Bycie gejem nie jest już powodem do wstydu. Mężczyźni o odmiennej orientacji domagają się tolerancji i szacunku do swoich upodobań. To, co kiedyś szokowało, obecnie jest czymś normalnym i chociaż nie widujemy jeszcze na ulicach mężczyzn trzymających się pod rękę, tak jak w niektórych krajach, Polska coraz bardziej podąża za Zachodem.
Zobacz także: Typy kobiet, o których marzy każdy facet, ale one i tak są same
W niektórych zakątkach naszego kraju, geje nadal nie mogą spodziewać się uznania dla odmiennej orientacji. Być może dlatego niektórzy z nich próbują ukryć swoje skłonności.

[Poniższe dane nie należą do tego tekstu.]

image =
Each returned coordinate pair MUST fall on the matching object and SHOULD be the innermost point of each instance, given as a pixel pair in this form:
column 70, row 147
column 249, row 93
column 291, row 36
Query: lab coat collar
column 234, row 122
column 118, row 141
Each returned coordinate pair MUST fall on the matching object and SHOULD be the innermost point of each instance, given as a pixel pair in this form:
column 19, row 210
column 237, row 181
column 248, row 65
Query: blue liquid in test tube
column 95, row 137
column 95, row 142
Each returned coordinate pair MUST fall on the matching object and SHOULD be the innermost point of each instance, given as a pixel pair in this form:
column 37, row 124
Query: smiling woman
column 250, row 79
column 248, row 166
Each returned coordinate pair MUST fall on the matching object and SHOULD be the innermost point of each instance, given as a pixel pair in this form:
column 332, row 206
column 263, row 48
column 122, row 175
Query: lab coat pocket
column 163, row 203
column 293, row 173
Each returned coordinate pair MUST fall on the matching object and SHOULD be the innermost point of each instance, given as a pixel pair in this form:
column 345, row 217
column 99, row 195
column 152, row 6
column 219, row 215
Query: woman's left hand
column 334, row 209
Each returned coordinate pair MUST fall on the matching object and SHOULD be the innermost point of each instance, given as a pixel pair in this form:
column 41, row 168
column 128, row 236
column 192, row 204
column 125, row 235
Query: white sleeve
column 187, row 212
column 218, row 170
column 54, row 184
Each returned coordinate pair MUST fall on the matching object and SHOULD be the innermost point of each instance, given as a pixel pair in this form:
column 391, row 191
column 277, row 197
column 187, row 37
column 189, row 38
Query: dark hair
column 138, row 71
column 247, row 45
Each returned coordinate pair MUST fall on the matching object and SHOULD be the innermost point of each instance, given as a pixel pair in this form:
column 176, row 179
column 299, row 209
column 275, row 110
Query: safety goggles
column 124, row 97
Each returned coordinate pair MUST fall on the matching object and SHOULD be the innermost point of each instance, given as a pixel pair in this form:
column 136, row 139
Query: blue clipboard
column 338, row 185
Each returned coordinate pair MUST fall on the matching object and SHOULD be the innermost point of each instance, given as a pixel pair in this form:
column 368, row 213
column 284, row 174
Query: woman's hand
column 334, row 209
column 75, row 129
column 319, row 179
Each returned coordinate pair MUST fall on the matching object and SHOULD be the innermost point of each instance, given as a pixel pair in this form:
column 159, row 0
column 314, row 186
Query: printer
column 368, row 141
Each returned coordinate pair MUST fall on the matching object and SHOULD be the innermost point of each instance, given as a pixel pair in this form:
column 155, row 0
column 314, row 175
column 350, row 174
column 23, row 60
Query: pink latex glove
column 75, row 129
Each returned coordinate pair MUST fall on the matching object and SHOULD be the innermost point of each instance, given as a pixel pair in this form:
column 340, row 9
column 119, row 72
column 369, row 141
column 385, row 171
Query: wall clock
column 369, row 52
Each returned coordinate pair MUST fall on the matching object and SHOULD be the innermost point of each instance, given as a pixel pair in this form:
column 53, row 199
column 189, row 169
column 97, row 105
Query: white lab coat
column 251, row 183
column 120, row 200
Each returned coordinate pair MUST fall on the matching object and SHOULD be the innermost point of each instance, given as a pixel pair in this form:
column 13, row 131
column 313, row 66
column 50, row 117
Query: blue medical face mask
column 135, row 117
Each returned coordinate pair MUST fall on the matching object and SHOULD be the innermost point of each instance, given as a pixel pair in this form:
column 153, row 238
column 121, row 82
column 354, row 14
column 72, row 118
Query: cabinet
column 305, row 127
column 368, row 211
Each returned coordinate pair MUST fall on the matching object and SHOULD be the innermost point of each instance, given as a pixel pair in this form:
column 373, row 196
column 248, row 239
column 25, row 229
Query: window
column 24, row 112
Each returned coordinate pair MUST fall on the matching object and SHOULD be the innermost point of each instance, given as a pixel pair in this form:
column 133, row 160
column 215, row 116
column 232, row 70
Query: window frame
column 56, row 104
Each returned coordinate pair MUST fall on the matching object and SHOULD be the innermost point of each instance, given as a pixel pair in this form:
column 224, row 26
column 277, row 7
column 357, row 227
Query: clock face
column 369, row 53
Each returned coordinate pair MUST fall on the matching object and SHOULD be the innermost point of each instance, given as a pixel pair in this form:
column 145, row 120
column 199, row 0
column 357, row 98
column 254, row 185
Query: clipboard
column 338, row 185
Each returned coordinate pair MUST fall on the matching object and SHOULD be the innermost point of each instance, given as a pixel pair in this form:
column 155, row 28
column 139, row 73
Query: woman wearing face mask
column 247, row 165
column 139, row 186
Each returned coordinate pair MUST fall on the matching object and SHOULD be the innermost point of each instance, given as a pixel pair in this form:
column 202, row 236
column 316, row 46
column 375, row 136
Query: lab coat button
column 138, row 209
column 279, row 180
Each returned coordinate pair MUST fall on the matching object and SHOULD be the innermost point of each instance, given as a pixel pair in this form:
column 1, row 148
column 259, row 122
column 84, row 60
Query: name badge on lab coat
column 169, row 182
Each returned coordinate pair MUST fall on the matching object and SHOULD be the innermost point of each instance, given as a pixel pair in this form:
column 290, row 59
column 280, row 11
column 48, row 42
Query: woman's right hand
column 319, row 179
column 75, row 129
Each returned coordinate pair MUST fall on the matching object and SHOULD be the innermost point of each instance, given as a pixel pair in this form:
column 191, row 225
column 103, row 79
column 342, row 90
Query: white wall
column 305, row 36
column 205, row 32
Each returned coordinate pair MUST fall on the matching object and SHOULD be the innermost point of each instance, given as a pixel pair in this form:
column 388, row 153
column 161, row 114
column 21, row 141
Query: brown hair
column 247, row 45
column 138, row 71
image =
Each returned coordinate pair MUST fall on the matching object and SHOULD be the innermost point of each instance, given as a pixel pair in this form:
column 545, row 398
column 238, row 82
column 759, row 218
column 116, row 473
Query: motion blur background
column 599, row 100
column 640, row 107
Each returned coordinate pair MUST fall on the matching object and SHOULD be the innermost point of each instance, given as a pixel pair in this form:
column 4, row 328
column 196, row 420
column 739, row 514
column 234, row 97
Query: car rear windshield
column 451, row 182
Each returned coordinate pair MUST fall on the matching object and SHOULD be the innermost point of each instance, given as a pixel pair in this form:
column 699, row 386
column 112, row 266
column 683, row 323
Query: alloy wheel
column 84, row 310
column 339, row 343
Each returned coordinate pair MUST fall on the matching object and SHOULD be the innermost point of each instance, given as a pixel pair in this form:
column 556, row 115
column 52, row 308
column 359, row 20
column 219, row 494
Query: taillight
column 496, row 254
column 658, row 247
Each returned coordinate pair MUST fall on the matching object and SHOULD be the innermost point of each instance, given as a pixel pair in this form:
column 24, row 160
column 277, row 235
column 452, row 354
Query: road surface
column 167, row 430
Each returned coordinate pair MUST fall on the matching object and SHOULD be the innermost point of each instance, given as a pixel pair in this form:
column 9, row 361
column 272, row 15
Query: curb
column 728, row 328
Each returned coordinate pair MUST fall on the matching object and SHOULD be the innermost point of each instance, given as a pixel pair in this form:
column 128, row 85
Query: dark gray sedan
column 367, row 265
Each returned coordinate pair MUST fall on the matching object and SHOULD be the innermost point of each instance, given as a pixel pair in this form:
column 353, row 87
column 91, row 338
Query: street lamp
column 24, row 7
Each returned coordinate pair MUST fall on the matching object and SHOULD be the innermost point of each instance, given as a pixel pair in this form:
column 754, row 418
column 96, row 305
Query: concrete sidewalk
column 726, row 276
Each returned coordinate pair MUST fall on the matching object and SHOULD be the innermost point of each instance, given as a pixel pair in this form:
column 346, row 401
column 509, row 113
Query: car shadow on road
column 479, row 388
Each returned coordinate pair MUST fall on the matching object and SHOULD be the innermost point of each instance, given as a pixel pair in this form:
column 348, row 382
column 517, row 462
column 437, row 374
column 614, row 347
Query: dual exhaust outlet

Przyczynę często stanowi rodzina, środowisko znajomych czy środowisko zawodowe.
Geje czasami naprawdę skutecznie się maskują. Na dłuższą metę to nie ma jednak sensu, bo prawda zawsze wyjdzie na jaw. Świadczą o tym historie trzech kobiet – Kamili, Judyty i Hani. Dziewczyny podejrzewają, że ich mężczyźni są odmiennej orientacji. Czy faktycznie mają powody do niepokoju?
Fot. Unsplash.com
Kamila to 22-letnia, impulsywna blondynka. W związku z Darkiem jest od roku. Dziewczyna coraz częściej zaczyna martwić się, że ukochany oszukuje ją w tej najważniejszej sprawie.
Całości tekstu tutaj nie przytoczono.